Saturday, September 29, 2007

DODDS looking to give students AVID study habits

By Will Morris, Stars and Stripes
Pacific edition, Wednesday, September 26, 2007

TORII STATION, Okinawa--"One world, one binder."

One of the first lessons AVID teacher Brian Swenty tries to instill in his students at Osan Air Base, South Korea, is about organization.

"Many of our kids experience immediate success just by getting organized," Swenty, 32, said of his Advancement Via Individual Determination class, an elective offered in DODDS middle and high schools.

The program is designed to help "middle performing" students develop the academic skills and personal character needed to be successful in the grades they are in and prepare them for the next academic step to come, including college.

Swenty was one of 35 AVID teachers who gathered last week at the headquarters of Department of Defense Dependents Schools-Pacific on Okinawa.

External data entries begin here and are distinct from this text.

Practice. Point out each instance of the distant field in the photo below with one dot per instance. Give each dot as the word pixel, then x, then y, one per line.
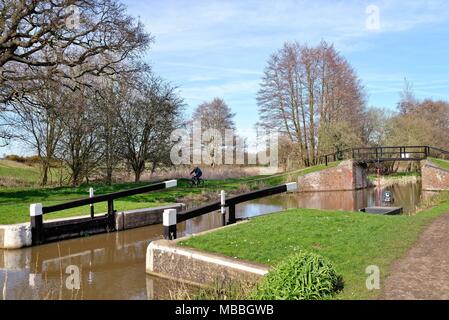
pixel 19 174
pixel 10 170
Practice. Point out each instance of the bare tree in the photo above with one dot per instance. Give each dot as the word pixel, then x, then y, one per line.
pixel 38 121
pixel 151 113
pixel 80 147
pixel 215 115
pixel 72 38
pixel 305 91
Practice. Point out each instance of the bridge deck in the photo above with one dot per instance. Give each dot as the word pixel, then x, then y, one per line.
pixel 383 154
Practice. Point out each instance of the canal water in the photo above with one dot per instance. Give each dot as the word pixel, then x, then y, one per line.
pixel 112 266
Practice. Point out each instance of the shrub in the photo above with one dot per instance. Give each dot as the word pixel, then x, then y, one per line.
pixel 302 276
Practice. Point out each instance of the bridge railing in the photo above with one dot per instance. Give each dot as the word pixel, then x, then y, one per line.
pixel 388 153
pixel 438 153
pixel 171 217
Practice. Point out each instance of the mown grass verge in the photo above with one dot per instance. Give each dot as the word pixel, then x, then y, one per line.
pixel 350 240
pixel 14 202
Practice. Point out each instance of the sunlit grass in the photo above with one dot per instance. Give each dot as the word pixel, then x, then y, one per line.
pixel 351 240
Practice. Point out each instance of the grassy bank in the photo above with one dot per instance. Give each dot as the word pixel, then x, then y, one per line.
pixel 351 240
pixel 14 202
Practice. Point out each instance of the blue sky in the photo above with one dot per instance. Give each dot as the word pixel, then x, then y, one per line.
pixel 219 48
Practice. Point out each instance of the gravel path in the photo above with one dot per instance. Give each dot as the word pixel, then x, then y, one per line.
pixel 424 271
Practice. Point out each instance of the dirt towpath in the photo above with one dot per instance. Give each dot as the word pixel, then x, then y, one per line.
pixel 423 273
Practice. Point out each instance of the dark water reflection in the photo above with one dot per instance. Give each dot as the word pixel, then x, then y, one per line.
pixel 112 266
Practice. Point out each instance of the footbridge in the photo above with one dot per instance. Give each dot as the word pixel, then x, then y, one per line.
pixel 383 154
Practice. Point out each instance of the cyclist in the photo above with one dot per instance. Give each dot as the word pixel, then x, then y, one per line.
pixel 197 173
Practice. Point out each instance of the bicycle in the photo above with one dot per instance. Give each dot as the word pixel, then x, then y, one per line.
pixel 193 182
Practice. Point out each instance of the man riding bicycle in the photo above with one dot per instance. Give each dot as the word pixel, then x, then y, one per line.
pixel 197 173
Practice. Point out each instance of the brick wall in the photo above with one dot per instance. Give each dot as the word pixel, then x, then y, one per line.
pixel 346 176
pixel 433 177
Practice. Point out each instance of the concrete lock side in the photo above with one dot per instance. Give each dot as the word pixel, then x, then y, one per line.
pixel 15 236
pixel 165 259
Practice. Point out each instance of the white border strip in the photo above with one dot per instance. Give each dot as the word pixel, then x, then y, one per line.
pixel 200 257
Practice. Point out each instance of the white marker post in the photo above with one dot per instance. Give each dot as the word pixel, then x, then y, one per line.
pixel 169 223
pixel 223 207
pixel 292 186
pixel 91 195
pixel 37 223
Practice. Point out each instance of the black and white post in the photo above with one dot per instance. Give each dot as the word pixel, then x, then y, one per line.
pixel 91 195
pixel 37 223
pixel 169 223
pixel 223 207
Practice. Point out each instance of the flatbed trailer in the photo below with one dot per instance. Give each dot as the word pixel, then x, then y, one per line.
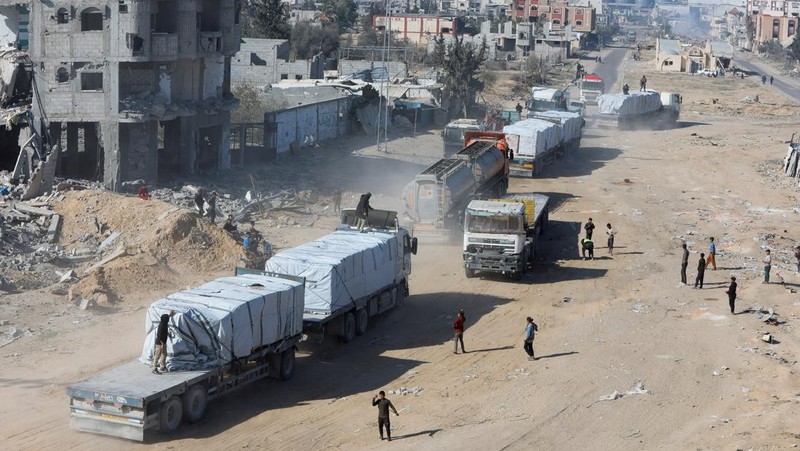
pixel 129 400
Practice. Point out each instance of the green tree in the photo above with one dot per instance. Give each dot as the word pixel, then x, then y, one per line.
pixel 307 40
pixel 459 64
pixel 269 19
pixel 344 12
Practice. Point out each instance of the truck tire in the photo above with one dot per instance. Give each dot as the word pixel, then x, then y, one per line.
pixel 348 328
pixel 171 414
pixel 195 401
pixel 287 365
pixel 362 320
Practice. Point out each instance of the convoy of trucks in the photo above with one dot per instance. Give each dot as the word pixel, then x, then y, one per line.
pixel 237 330
pixel 592 86
pixel 435 200
pixel 639 109
pixel 501 235
pixel 453 135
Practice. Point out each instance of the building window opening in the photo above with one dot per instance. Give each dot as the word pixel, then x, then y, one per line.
pixel 62 75
pixel 62 16
pixel 166 21
pixel 91 81
pixel 91 20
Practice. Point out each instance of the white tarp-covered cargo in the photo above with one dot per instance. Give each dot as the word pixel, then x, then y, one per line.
pixel 571 123
pixel 635 103
pixel 533 137
pixel 227 318
pixel 341 267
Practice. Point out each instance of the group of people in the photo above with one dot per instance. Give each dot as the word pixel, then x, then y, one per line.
pixel 587 245
pixel 710 261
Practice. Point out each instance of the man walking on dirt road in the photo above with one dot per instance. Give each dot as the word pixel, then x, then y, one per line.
pixel 684 263
pixel 530 334
pixel 701 271
pixel 711 260
pixel 458 327
pixel 383 413
pixel 732 293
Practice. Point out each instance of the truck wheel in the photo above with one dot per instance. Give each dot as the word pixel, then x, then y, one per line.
pixel 171 414
pixel 362 319
pixel 287 365
pixel 348 328
pixel 195 401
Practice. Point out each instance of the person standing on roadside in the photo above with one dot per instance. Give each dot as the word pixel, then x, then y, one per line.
pixel 701 271
pixel 767 266
pixel 684 263
pixel 711 260
pixel 589 227
pixel 199 201
pixel 797 256
pixel 383 413
pixel 732 293
pixel 458 327
pixel 611 233
pixel 530 334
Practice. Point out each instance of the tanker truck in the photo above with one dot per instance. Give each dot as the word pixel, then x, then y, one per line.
pixel 649 110
pixel 435 200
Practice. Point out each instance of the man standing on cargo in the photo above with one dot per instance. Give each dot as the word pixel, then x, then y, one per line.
pixel 362 211
pixel 684 263
pixel 383 413
pixel 530 333
pixel 162 333
pixel 458 327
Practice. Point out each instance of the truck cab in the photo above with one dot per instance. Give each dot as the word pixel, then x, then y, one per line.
pixel 453 134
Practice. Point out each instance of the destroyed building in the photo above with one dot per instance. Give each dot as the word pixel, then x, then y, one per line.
pixel 134 89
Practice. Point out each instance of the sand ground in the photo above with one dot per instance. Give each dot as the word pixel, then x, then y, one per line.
pixel 605 325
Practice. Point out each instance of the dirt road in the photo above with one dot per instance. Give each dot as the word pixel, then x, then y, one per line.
pixel 690 374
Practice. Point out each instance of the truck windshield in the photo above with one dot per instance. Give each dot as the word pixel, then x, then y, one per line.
pixel 494 224
pixel 455 135
pixel 593 85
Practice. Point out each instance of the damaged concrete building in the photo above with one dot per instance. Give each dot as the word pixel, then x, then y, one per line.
pixel 135 89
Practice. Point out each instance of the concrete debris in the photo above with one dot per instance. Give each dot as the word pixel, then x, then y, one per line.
pixel 406 391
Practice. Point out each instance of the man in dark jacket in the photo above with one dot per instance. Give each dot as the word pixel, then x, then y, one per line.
pixel 362 210
pixel 701 271
pixel 383 413
pixel 732 293
pixel 458 327
pixel 162 333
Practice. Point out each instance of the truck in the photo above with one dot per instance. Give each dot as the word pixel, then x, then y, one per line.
pixel 436 198
pixel 453 135
pixel 224 334
pixel 552 99
pixel 592 86
pixel 351 275
pixel 501 235
pixel 649 110
pixel 571 127
pixel 533 144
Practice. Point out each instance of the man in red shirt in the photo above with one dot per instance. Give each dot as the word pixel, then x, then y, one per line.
pixel 458 327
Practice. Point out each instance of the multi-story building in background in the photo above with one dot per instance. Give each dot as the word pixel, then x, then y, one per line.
pixel 135 89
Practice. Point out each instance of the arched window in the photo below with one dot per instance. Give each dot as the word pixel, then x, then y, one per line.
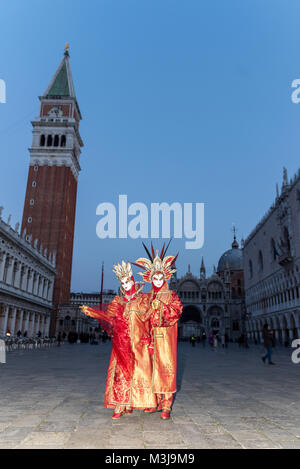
pixel 250 269
pixel 215 323
pixel 287 239
pixel 273 250
pixel 260 262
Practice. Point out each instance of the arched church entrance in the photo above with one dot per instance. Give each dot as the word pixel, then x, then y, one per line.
pixel 190 322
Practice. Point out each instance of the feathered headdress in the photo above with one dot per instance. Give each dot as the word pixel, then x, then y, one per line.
pixel 123 270
pixel 156 263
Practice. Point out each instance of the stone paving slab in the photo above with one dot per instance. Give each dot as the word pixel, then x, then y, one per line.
pixel 53 398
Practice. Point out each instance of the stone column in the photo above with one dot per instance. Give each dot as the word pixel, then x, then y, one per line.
pixel 32 328
pixel 50 293
pixel 47 326
pixel 40 287
pixel 13 321
pixel 10 271
pixel 26 324
pixel 20 322
pixel 30 283
pixel 45 290
pixel 18 275
pixel 43 326
pixel 38 324
pixel 4 321
pixel 3 257
pixel 24 280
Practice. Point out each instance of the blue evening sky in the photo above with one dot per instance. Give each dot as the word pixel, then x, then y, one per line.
pixel 182 101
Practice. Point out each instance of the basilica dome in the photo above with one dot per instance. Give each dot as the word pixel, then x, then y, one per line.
pixel 231 259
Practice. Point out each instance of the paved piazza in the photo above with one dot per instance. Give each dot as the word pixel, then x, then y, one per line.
pixel 53 398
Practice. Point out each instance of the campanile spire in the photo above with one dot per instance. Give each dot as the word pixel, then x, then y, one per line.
pixel 50 200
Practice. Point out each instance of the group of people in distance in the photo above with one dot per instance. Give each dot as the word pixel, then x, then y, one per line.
pixel 142 368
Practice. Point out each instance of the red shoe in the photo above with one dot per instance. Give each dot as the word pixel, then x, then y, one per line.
pixel 165 415
pixel 151 410
pixel 117 415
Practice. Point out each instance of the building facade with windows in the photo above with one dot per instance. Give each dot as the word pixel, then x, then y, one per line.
pixel 272 267
pixel 51 192
pixel 27 276
pixel 216 303
pixel 70 316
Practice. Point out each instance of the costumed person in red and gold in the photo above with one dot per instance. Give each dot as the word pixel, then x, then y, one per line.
pixel 126 319
pixel 166 308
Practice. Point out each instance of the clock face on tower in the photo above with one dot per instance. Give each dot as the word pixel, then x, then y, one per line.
pixel 55 112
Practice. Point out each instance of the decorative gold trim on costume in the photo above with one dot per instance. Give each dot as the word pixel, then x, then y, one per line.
pixel 157 265
pixel 123 270
pixel 111 381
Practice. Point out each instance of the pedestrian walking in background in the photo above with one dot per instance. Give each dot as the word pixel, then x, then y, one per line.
pixel 223 340
pixel 215 342
pixel 211 340
pixel 268 344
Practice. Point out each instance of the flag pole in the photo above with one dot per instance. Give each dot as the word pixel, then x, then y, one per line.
pixel 101 290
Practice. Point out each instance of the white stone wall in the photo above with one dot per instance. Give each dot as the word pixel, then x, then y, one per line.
pixel 26 285
pixel 273 286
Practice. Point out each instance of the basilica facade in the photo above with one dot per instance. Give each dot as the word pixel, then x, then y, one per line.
pixel 27 274
pixel 215 303
pixel 272 267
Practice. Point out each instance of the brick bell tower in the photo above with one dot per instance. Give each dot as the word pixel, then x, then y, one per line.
pixel 50 200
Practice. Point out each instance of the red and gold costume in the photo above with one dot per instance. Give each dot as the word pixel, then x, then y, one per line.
pixel 129 377
pixel 166 308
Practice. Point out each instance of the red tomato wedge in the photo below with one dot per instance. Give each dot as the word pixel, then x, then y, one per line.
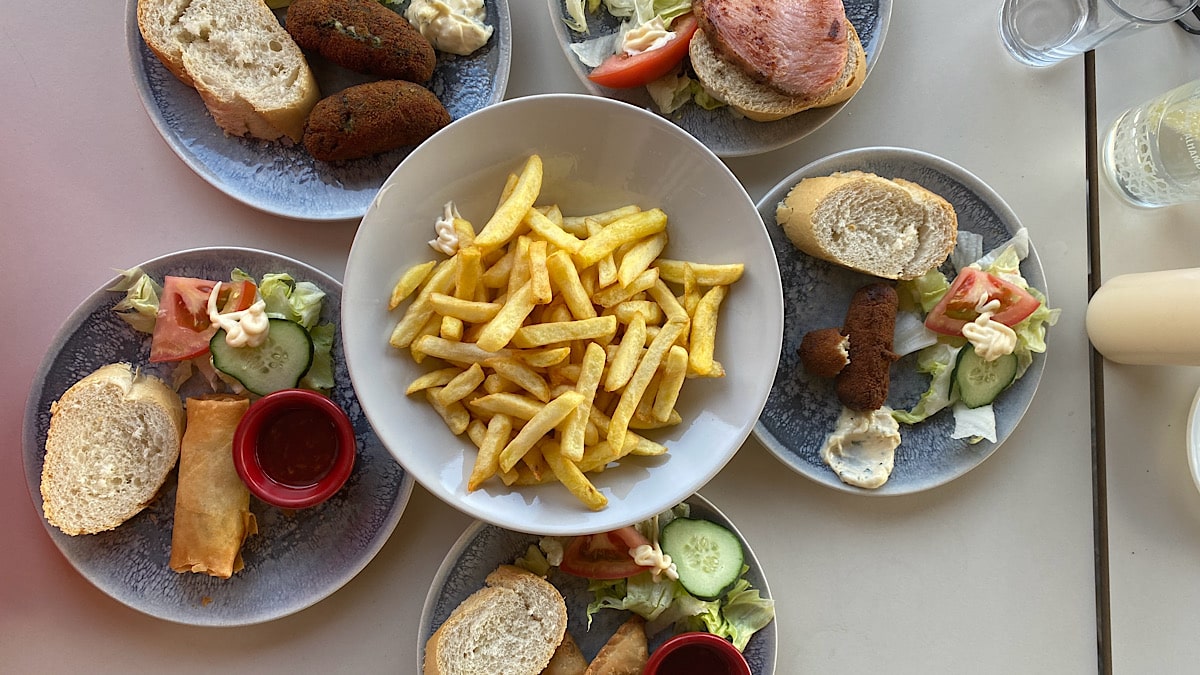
pixel 971 288
pixel 622 71
pixel 605 555
pixel 183 329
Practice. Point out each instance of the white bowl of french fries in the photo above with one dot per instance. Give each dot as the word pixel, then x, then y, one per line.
pixel 599 334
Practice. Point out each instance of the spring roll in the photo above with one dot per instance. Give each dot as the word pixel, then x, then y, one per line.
pixel 213 517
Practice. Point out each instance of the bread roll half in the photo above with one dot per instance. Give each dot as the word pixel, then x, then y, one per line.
pixel 114 436
pixel 892 228
pixel 510 627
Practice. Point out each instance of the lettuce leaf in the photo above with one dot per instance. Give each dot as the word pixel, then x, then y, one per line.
pixel 139 306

By all accounts, the program is successful.

Melanie Bales, 47, the Pacific AVID coordinator, said that when compared to their counterparts, a greater percentage of AVID students go to college and graduate.

Bales said about 10 percent of DODDS middle and high school students are enrolled in the program. Children either are recruited into the program, or are admitted after testing.

Ed Fielder, 56, a middle school teacher at Yokosuka Naval Base, Japan, said students in the program must agree to a set of terms, including taking rigorous classes. All the requirements are laid out and students must sign a contract agreeing to meet them.

Fielder said a large part of the program has to do with raising the expectations that the students have of themselves, and the second part of the program is helping them meet those expectations.

"We motivate them, and then we monitor them," Fielder said.

AVID teachers said they try to develop the academic infrastructure students need to be successful. Students are taught organizational skills, time management, the process of writing and Cornell Note Taking, designed to help students memorize course work and analyze it.

Along with academic skills, the teachers said, they help students develop aspects of their character that are essential to academic success, such as team-building and social skills, and personal responsibility.

Thelberstine Buford, 46, a teacher at Daegu American School in South Korea, echoed Swenty’s thoughts that organization is the key to academic success.

Successfully maintaining "The Binder," as it is called, is worth 50 percent of her students’ grades, she said. All the work that students do for class, including notes and homework, is required to be in the notebook.

A large part of classwork for AVID students is getting them ready to apply to college and be successful there. Students study for entrance exams, learn about financial aid and even go on field trips to colleges and universities in the States.

"We spend a lot of time just getting them used to the culture of college," said Swenty.

The program isn’t without its challenges, however. Swenty, Fielder and Buford agreed that the program has a high turnover rate because military children tend to move around a lot.

"In a stateside school, if [a student] gets in AVID in the seventh grade, they’re going to stay in for six years," Bales said, adding that many AVID students in DODDS stay in the program for only two or three years before they move back to the States.